Shakespearian Actors in fiction
As we've just seen, real-life Shakespearian Actors take a variety of roles for a variety of reasons, and few jobbing actors--even among this exceptionally talented bunch--can afford to be picky about the sorts of roles they accept. In fiction, though, the Shakespearian Actor tends to be a particular subtype of the high-maintenance diva archetype: one who constantly laments his decision to give up theater and who has nothing but contempt for the tripe he's being asked to deliver. This version is the Classically-Trained Extra.
- Roger Allam: Old hand at the RSC, has turned his hand to film, musicals, television and radio.
- Cate Blanchett: While not a member of the RSC, is a classically trained theatre actress with a Shakespeare background.
- Brian Blessed
- Hugh Bonneville, aka the Earl of Grantham.
- Kenneth Branagh: Almost singlehandedly revived the Shakespeare film genre with a string of hits in the Nineties.
- Jeremy Brett
- Brian Cox.
- Benedict Cumberbatch has not played for the RSC, but has acted in classic theater at venues including the National Theatre and the Royal Court Theatre; he has twice been nominated for an Olivier Award (winning for Frankenstein at the National in 2012) and has the same reputation for excellence as any RSC alum.
- Timothy Dalton: the fourth cinematic James Bond, and his background can be seen in the way he played 007. He also appears in Flash Gordon, a Nazi spy in Disney's The Rocketeer, and as a medium-sized ham in Hot Fuzz. Is also the last Lord President of the Time Lords. Also Mr. Pricklepants.
- Daniel Davis has reportedly been in all but six of Shakespeare's plays, presumably thanks to his ridiculously good English accent. (He's from Arkansas.) Also performed with both the Oregon Shakespeare Festival and the Stratford Shakespeare Festival.
- Dame Judi Dench: M in the last half-dozen or so James Bond films. Also stole Shakespeare in Love as Queen Elizabeth I with roughly nine total minutes of screen time. She picked up an Academy Award as Best Supporting Actress for the performance.
- Chiwetel Ejiofor, the Operative from Serenity. Has played Othello and Orsino from Twelfth Night.
- Both Ralph Fiennes and Joseph Fiennes (the latter played the title role in Shakespeare in Love).
- Kate Fleetwood
- Sir John Gielgud
- Sir Alec Guinness aka Obi-Wan Kenobi: Spoke the very first lines at the Stratford Festival (namely, "Now is the winter of our discontent").
- Jeremy Irons
- Sir Derek Jacobi: Has entered the Large Ham zone by playing The Master in Doctor Who on two occasions (although one is non-Canon).
- James Earl Jones
- Raul Julia
- Ben Kingsley
- Alex Kingston of ER and Doctor Who fame.
- Dan Lauria, the father on The Wonder Years.
- Adrian Lester of Hustle
- John Lithgow.
- Sir Ian McKellen
- Dame Helen Mirren
- Eve Myles
- Jason Narvy, Skull from Mighty Morphin Power Rangers to Power Rangers in Space, has a doctorate in the craft.
- Also Olivia Tennet (Dr.
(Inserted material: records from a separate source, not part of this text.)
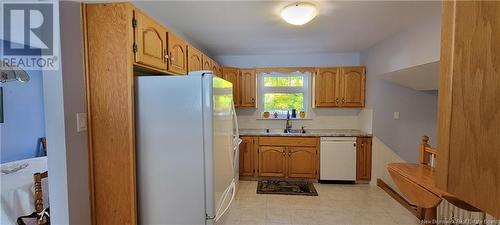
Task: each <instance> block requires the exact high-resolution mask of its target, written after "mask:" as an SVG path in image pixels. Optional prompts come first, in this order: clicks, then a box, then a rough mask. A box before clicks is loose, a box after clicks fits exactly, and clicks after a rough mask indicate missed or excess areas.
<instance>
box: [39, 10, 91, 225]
mask: <svg viewBox="0 0 500 225" xmlns="http://www.w3.org/2000/svg"><path fill="white" fill-rule="evenodd" d="M55 4H56V5H57V6H58V7H57V8H56V9H55V20H57V21H55V24H60V27H59V26H57V27H56V28H55V32H54V39H55V40H56V45H55V46H54V51H56V52H58V51H59V55H60V56H61V57H58V58H59V59H60V60H61V68H60V69H59V70H56V71H44V79H43V82H44V103H45V125H46V135H47V148H48V169H49V195H50V209H51V223H52V224H75V225H86V224H90V192H89V177H88V168H89V167H88V147H87V134H86V132H81V133H77V131H76V117H75V114H76V113H77V112H85V111H86V110H85V94H84V91H85V86H84V74H83V58H82V56H83V52H82V51H83V48H82V33H81V29H80V28H81V25H80V19H81V15H80V3H78V2H69V1H63V2H61V4H60V5H59V3H57V2H56V3H55ZM59 8H60V10H59ZM59 18H60V19H59Z"/></svg>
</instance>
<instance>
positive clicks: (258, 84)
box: [257, 71, 312, 119]
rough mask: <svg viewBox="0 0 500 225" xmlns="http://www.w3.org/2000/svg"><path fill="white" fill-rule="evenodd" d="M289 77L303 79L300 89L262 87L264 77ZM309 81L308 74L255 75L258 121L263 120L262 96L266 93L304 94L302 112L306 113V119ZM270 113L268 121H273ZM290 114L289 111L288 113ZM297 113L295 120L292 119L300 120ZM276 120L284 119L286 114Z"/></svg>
mask: <svg viewBox="0 0 500 225" xmlns="http://www.w3.org/2000/svg"><path fill="white" fill-rule="evenodd" d="M291 76H301V77H303V85H302V86H301V87H265V86H264V77H291ZM311 80H312V74H311V73H310V72H298V71H296V72H290V73H279V72H271V73H259V74H257V85H258V92H257V95H258V96H257V97H258V99H259V101H258V102H259V104H258V108H259V110H258V111H259V119H262V118H263V114H264V112H265V109H264V100H265V99H264V96H265V94H266V93H284V94H286V93H303V94H304V103H303V104H304V112H305V113H306V118H303V119H307V118H308V117H307V116H308V115H309V111H310V108H311ZM269 113H271V116H270V117H269V118H268V119H275V118H274V117H273V116H272V113H273V112H269ZM290 113H291V111H290ZM298 114H299V112H297V118H294V119H302V118H300V117H299V115H298ZM276 119H286V114H279V115H278V118H276Z"/></svg>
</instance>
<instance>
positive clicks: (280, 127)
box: [236, 109, 360, 129]
mask: <svg viewBox="0 0 500 225" xmlns="http://www.w3.org/2000/svg"><path fill="white" fill-rule="evenodd" d="M359 112H360V110H359V109H313V110H312V111H309V112H308V113H310V117H311V119H308V120H293V121H292V125H293V128H294V129H299V128H300V127H301V126H306V129H360V127H359V117H358V114H359ZM236 114H237V116H238V126H239V128H240V129H265V128H270V129H284V128H285V123H286V120H258V119H257V118H261V117H262V116H261V115H260V114H259V110H255V109H237V110H236Z"/></svg>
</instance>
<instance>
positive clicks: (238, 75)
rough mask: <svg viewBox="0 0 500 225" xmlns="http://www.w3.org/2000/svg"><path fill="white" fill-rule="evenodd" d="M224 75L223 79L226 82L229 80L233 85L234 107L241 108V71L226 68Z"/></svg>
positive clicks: (236, 68)
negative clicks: (239, 92) (238, 106)
mask: <svg viewBox="0 0 500 225" xmlns="http://www.w3.org/2000/svg"><path fill="white" fill-rule="evenodd" d="M222 71H223V73H222V74H223V75H222V78H224V80H227V81H229V82H231V83H232V84H233V100H234V106H235V107H238V106H240V93H239V92H240V88H239V82H238V80H239V75H240V70H239V69H238V68H231V67H224V68H223V69H222Z"/></svg>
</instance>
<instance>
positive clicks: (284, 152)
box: [259, 146, 286, 177]
mask: <svg viewBox="0 0 500 225" xmlns="http://www.w3.org/2000/svg"><path fill="white" fill-rule="evenodd" d="M285 155H286V153H285V148H284V147H275V146H262V147H259V176H261V177H285V173H286V158H285Z"/></svg>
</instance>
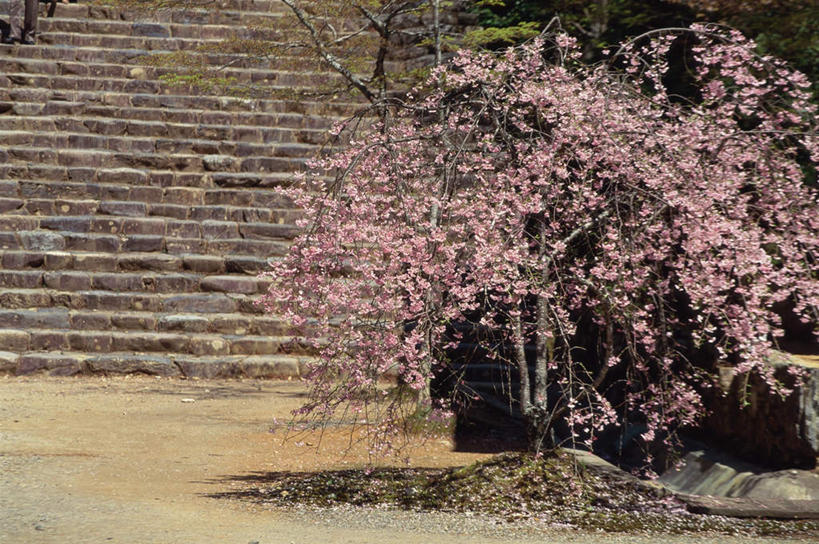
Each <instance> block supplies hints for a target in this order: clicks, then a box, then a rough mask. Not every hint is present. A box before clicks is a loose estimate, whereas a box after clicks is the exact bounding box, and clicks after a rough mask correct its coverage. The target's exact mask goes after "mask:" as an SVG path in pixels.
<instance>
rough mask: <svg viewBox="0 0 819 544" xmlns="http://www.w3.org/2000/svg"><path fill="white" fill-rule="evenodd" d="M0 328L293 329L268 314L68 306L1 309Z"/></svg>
mask: <svg viewBox="0 0 819 544" xmlns="http://www.w3.org/2000/svg"><path fill="white" fill-rule="evenodd" d="M0 329H18V330H26V331H31V330H34V329H66V330H75V331H83V330H96V331H114V332H118V331H147V332H158V333H168V332H170V333H208V334H219V335H234V336H236V335H245V334H247V335H251V336H271V337H272V336H288V335H290V334H292V332H293V330H292V327H290V326H289V325H288V324H287V322H285V321H282V320H281V319H279V318H276V317H272V316H267V315H265V316H259V315H245V314H239V313H232V314H201V313H200V314H184V313H183V314H180V313H172V314H169V313H151V312H104V311H98V310H68V309H66V308H37V309H33V310H26V309H14V310H11V309H0Z"/></svg>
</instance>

K) from Power Rangers RPM. Shortly after her stint on the show, she left for the Globe Theatre in London to participate in workshops with the Young Shakespeare Company as a prize for winning a national Shakespeare competition in New Zealand.
- Sir Laurence Olivier, Lord Olivier: the Shakesperian actor.
- Nathaniel Parker of The Inspector Lynley Mysteries fame
- Christopher Plummer
- Sir Ralph Richardson
- Alan Rickman
- Liev Schreiber is one of the more prominent Americans of this type.
- William Shatner performed at the Stratford Festival in the 1960s. He repeated some of his roles on TV as well.
- Sir Patrick Stewart: his classical training has allowed him to dodge being type cast by either Star Trek or X-Men, and he's returned to the RSC since (most recently, as Claudius to David Tennant's Hamlet).
- Catherine Tate did small parts in her youth for the RSC, and is now playing Beatrice opposite David Tennant's Benedick in Much Ado About Nothing.
- David Tennant, the Tenth Doctor in Doctor Who, was an RSC man (including a well-regarded Romeo) before his stint in the TARDIS, and moonlighted as a critically-acclaimed Hamlet between filming the 2009 specials. He's currently playing Benedick opposite Catherine Tate in Much Ado About Nothing.
- In addition to Fiennes and Rickman, many Harry Potter actors:
- Polly Walker (Atia of the Julii of Rome fame).